25% Of New Prescriptions Go Unfilled

Nearly one in four patients who receive a new prescription fail to get it filled, according to a study from researchers at Harvard, Brigham and Women’s Hospital and CVS Caremark. Most prior research of patients who do not take medications as prescribed - commonly known as medication non-adherence - looked at patient behavior after filling a first prescription. The advent of electronic prescribing provides the opportunity to track initial prescriptions that may have been previously undetected and gives health care providers a broader look at patients who never fill their new prescriptions.

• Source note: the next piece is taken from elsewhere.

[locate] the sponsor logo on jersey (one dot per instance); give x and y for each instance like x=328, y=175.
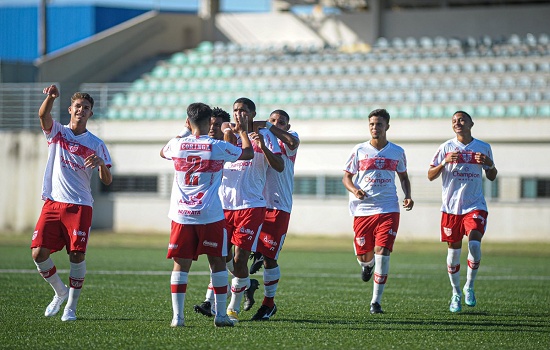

The study evaluated more than 423,000 e-prescriptions written in 2008 by 3,634 doctors for more than 280,000 patients from all 50 states. The study team matched the e-prescriptions with resulting claims data, or in the case of those not filling the prescription, used the lack of a claim within six months to identify primary non-adherence. The study reviewed factors that might cause patients to ignore that first fill. Among the factors highlighted by the researchers as predictive of primary non-adherence are: •The out-of-pocket cost of medications. Patients who received prescriptions for medications that were not included on their health care formulary - and were therefore more expensive because co-pays would be higher - are more likely not to fill their first prescription. •The integration of the doctors' health information systems. Prescriptions sent directly to pharmacies or mail-order systems are more likely to be filled than e-prescriptions that doctors print out and give to patients. •Socio-economic factors. The researchers determined by reviewing zip codes and census data that patients who live in higher income areas are more likely to fill prescriptions for new medications. •The type of medications. Prescriptions written for infants are almost always filled and antibiotics are filled at a rate of 90 percent. Medications for hypertension or diabetes saw primary non-adherence rates in excess of 25 percent. Annual excess health care costs due to medication non-adherence in the United States are estimated to be as much as $300 billion annually.